Nie lepiej wypadła kontrola polskiego kierowcy, który wielokrotnie prowadził ciężarówkę bez zalogowanej w tachografie karty. Tłumaczył inspektorom z Kielc, że się spieszył i nie zwracał uwagi na przepisy.
Jak informuje ITD, do kontroli doszło na świętokrzyskim odcinku trasy S7. Jazda bez karty kierowcy przez 9 godzin, przekroczenie jady dziennej o ponad 9 godzin, skrócenie odpoczynku dziennego o ponad 6 godzin czy skrócenie odpoczynku tygodniowego o prawie 15 godzin. To tylko niektóre naruszenia czasu pracy ujawnione podczas kontroli polskiego oraz bułgarskiego kierowcy.
Kierowca ciężarówki polskiego przewoźnika przewoził artykuły spożywcze. Po zatrzymaniu inspektorzy pobrali dane z karty kierowcy oraz z tachografu. Analiza porównawcza wykazała znaczne rozbieżności dotyczące rejestrowania czasu pracy przez kierowcę, a danymi zapisanymi w tachografie. Mężczyzna aż 15 razy prowadził ciężarówkę bez logowania karty w tachografie. Jak tłumaczył, chciał szybko wrócić do domu i nie zwracał uwagi na obowiązujące przepisy. Dodatkowo stwierdzono również brak aktualnych badań technicznych pojazdu.

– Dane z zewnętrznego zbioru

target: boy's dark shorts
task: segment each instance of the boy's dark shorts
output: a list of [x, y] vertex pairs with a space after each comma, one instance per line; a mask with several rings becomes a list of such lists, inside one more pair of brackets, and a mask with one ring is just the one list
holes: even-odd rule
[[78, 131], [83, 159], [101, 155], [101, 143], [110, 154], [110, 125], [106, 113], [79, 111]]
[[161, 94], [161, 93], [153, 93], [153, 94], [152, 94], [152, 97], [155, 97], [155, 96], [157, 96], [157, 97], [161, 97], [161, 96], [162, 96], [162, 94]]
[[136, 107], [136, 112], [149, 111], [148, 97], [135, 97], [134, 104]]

Bez zalogowanej karty w tachografie jechał także bułgarski kierowca. W ciągu 20 dni mężczyzna dopuścił się 26 naruszeń czas pracy. Obaj mężczyźni zostali ukarani mandatami karnymi. Do momentu odebrania dziennych, min. 11-godzinnych odpoczynków, otrzymali zakazy jazdy.
Konsekwencje naruszeń poniosą też przedsiębiorcy i osoby zarządzające transportem. Inspekcja Transportu Drogowego wszczęła już przeciwko nim postępowania administracyjne zagrożone karami finansowymi.